Uran S L, Gómez-Casati M E, Guelman L R
1(a) Cátedra de Farmacología, Facultad de Medicina, UBA, CEFYBO-CONICET, Buenos Aires, Argentina.
Instituto de Investigaciones en Ingeniería Genética y Biologia Molecular INGEBI-CONICET, Buenos Aires, Argentina; 3(a) Cátedra de Farmacología, Facultad de Medicina, UBA, Buenos Aires, Argentina.
Int J Dev Neurosci. 2014 Oct;37:41-51. doi: 10.1016/j.ijdevneu.2014.06.002. Epub 2014 Jun 6.
Sound is an important part of man's contact with the environment and has served as critical means for survival throughout his evolution. As a result of exposure to noise, physiological functions such as those involving structures of the auditory and non-auditory systems might be damaged. We have previously reported that noise-exposed developing rats elicited hippocampal-related histological, biochemical and behavioral changes. However, no data about the time lapse of these changes were reported. Moreover, measurements of auditory pathway function were not performed in exposed animals. Therefore, with the present work, we aim to test the onset and the persistence of the different extra-auditory abnormalities observed in noise-exposed rats and to evaluate auditory pathway integrity. Male Wistar rats of 15 days were exposed to moderate noise levels (95-97 dB SPL, 2 h a day) during one day (acute noise exposure, ANE) or during 15 days (sub-acute noise exposure, SANE). Hippocampal biochemical determinations as well as short (ST) and long term (LT) behavioral assessments were performed. In addition, histological and functional evaluations of the auditory pathway were carried out in exposed animals. Our results show that hippocampal-related behavioral and biochemical changes (impairments in habituation, recognition and associative memories as well as distortion of anxiety-related behavior, decreases in reactive oxygen species (ROS) levels and increases in antioxidant enzymes activities) induced by noise exposure were almost completely restored by PND 90. In addition, auditory evaluation shows that increased cochlear thresholds observed in exposed rats were re-established at PND 90, although with a remarkable supra-threshold amplitude reduction. These data suggest that noise-induced hippocampal and auditory-related alterations are mostly transient and that the effects of noise on the hippocampus might be, at least in part, mediated by the damage on the auditory pathway. However, we cannot exclude that a different mechanism might be responsible for the observed hippocampal-related changes.

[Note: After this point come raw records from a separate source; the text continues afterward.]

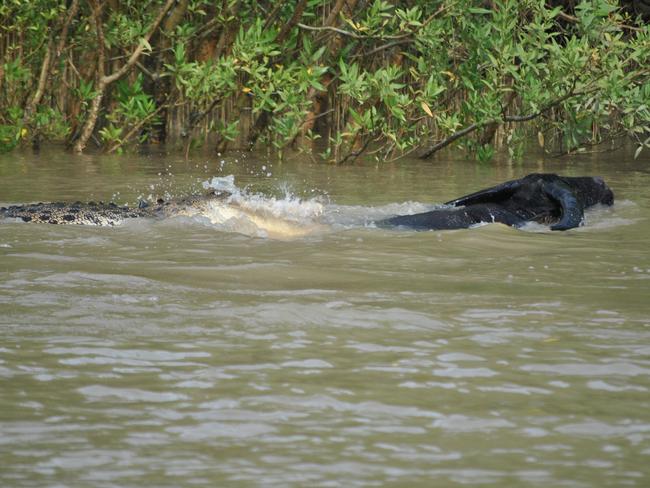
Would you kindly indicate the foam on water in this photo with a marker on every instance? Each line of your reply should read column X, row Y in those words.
column 290, row 216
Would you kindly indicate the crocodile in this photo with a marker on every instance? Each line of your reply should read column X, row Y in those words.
column 110, row 214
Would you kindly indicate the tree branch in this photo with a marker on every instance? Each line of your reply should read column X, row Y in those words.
column 507, row 118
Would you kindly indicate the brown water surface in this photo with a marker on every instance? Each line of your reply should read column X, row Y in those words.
column 307, row 348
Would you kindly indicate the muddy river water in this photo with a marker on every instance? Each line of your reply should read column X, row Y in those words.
column 307, row 348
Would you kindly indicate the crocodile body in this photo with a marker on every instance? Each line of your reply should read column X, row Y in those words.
column 109, row 214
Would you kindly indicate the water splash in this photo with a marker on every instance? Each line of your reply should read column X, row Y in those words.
column 260, row 215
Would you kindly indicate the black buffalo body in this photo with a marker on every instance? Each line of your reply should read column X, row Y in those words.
column 544, row 198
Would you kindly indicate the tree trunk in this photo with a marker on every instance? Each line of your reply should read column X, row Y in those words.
column 105, row 80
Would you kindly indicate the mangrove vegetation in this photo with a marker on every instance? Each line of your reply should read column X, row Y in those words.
column 336, row 78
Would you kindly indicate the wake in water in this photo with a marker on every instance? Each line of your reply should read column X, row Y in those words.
column 289, row 217
column 229, row 208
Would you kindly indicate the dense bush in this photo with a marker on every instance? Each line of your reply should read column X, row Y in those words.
column 344, row 76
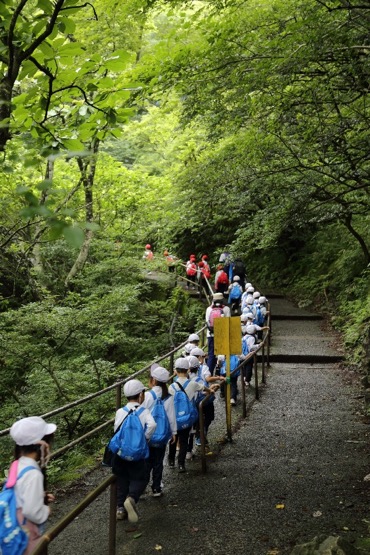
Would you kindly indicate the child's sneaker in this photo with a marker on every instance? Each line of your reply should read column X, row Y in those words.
column 157, row 493
column 121, row 513
column 130, row 507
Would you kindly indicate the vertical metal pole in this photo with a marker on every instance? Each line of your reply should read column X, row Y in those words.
column 257, row 395
column 112, row 518
column 202, row 438
column 118, row 396
column 228, row 399
column 244, row 403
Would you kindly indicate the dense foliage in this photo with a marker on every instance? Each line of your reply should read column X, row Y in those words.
column 192, row 126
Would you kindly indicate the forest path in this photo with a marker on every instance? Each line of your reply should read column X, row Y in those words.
column 294, row 470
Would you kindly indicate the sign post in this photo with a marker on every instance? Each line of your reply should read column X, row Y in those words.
column 228, row 341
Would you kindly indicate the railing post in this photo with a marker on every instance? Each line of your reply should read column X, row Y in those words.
column 112, row 518
column 118, row 396
column 202, row 437
column 244, row 407
column 255, row 376
column 263, row 378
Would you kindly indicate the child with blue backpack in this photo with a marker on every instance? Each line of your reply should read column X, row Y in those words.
column 25, row 483
column 161, row 405
column 200, row 372
column 134, row 426
column 184, row 391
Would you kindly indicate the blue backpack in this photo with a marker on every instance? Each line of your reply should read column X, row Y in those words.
column 13, row 539
column 130, row 442
column 259, row 318
column 235, row 293
column 163, row 430
column 185, row 410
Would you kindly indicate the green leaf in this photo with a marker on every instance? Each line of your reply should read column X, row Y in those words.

声音是人类与环境接触的重要组成部分,在其整个进化过程中一直是生存的关键手段。由于接触噪音,涉及听觉和非听觉系统结构的生理功能可能会受到损害。我们之前曾报道,暴露于噪音中的发育中大鼠会引发与海马体相关的组织学、生化和行为变化。然而,当时并未报告这些变化的时间间隔数据。此外,也未对暴露动物的听觉通路功能进行测量。因此,在本研究中,我们旨在测试在暴露于噪音的大鼠中观察到的不同听觉外异常的起始和持续情况,并评估听觉通路的完整性。15日龄的雄性Wistar大鼠在一天内(急性噪音暴露,ANE)或15天内(亚急性噪音暴露,SANE)暴露于中等噪音水平(95 - 97 dB SPL,每天2小时)。进行了海马体生化测定以及短期(ST)和长期(LT)行为评估。此外,还对暴露动物的听觉通路进行了组织学和功能评估。我们的结果表明,噪音暴露引起的与海马体相关的行为和生化变化(习惯化、识别和联想记忆受损以及焦虑相关行为扭曲、活性氧(ROS)水平降低和抗氧化酶活性增加)在出生后第90天几乎完全恢复。此外,听觉评估表明,暴露大鼠中观察到的耳蜗阈值升高在出生后第90天恢复正常,尽管超阈值幅度显著降低。这些数据表明,噪音诱导的海马体和听觉相关改变大多是短暂的,并且噪音对海马体的影响可能至少部分是由听觉通路损伤介导的。然而,我们不能排除不同的机制可能导致观察到的与海马体相关的变化。